Note that llvm-stress is a tool that is used to find errors in LLVM. As such, there is a higher likelihood that the benchmark cannot be used for an environment and that env.reset() will raise BenchmarkInitError.

class compiler_gym.envs.llvm.datasets.MibenchDataset(site_data_base: pathlib.Path, sort_order: int = 0)[source]
class compiler_gym.envs.llvm.datasets.NPBDataset(site_data_base: pathlib.Path, sort_order: int = 0)[source]
class compiler_gym.envs.llvm.datasets.OpenCVDataset(site_data_base: pathlib.Path, sort_order: int = 0)[source]
class compiler_gym.envs.llvm.datasets.POJ104Dataset(site_data_base: pathlib.Path, sort_order: int = 0)[source]

The POJ-104 dataset contains 52000 C++ programs implementing 104 different algorithms with 500 examples of each.

The dataset is from:

Lili Mou, Ge Li, Lu Zhang, Tao Wang, Zhi Jin. “Convolutional neural networks over tree structures for programming language processing.” To appear in Proceedings of 30th AAAI Conference on Artificial Intelligence, 2016.

And is available at:

class compiler_gym.envs.llvm.datasets.TensorFlowDataset(site_data_base: pathlib.Path, sort_order: int = 0)[source]

Miscellaneous

compiler_gym.envs.llvm.compute_observation(observation_space: compiler_gym.views.observation_space_spec.ObservationSpaceSpec, bitcode: pathlib.Path, timeout: float = 300)[source]

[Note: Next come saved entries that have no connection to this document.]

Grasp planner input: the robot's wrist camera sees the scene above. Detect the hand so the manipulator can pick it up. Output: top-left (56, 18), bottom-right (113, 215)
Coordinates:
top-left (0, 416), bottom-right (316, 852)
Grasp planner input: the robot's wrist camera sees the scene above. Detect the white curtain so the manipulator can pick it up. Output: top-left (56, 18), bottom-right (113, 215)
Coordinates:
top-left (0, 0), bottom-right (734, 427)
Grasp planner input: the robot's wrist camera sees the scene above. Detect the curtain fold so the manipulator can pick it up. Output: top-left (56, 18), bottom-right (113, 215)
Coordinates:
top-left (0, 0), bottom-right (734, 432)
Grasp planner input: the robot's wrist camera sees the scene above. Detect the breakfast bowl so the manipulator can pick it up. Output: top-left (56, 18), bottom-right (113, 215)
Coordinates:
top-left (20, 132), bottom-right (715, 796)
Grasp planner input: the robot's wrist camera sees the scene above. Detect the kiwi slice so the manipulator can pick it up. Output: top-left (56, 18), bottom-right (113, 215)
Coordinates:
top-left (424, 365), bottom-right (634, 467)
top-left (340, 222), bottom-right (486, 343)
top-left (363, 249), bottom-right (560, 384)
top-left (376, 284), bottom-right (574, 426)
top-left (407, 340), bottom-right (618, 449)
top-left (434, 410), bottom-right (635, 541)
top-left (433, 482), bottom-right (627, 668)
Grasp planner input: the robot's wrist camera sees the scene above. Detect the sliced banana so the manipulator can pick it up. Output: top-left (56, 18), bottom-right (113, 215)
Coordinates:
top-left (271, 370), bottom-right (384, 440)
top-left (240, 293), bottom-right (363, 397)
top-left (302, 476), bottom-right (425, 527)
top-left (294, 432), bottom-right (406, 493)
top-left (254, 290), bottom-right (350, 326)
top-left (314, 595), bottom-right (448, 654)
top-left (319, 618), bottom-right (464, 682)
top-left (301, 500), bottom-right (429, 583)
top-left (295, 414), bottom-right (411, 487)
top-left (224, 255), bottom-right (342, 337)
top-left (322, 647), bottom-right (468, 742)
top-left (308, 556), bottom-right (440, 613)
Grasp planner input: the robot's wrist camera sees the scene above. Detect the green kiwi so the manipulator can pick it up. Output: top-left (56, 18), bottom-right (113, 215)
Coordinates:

Compute an LLVM observation.

This is a utility function that uses a standalone C++ binary to compute an observation from an LLVM bitcode file. It is intended for use cases where you want to compute an observation without the overhead of initializing a full environment.

Example usage:

>>> env = compiler_gym.make("llvm-v0")
>>> space = env.observation.spaces["Ir"]
>>> bitcode = Path("bitcode.bc")
>>> observation = llvm.compute_observation(space, bitcode, timeout=30)

Warning

This is not part of the core CompilerGym API and may change in a future release.

Parameters
  • observation_space – The observation that is to be computed.

  • bitcode – The path of an LLVM bitcode file.

  • timeout – The maximum number of seconds to allow the computation to run before timing out.

Raises
  • ValueError – If computing the observation fails.

  • TimeoutError – If computing the observation times out.

  • FileNotFoundError – If the given bitcode does not exist.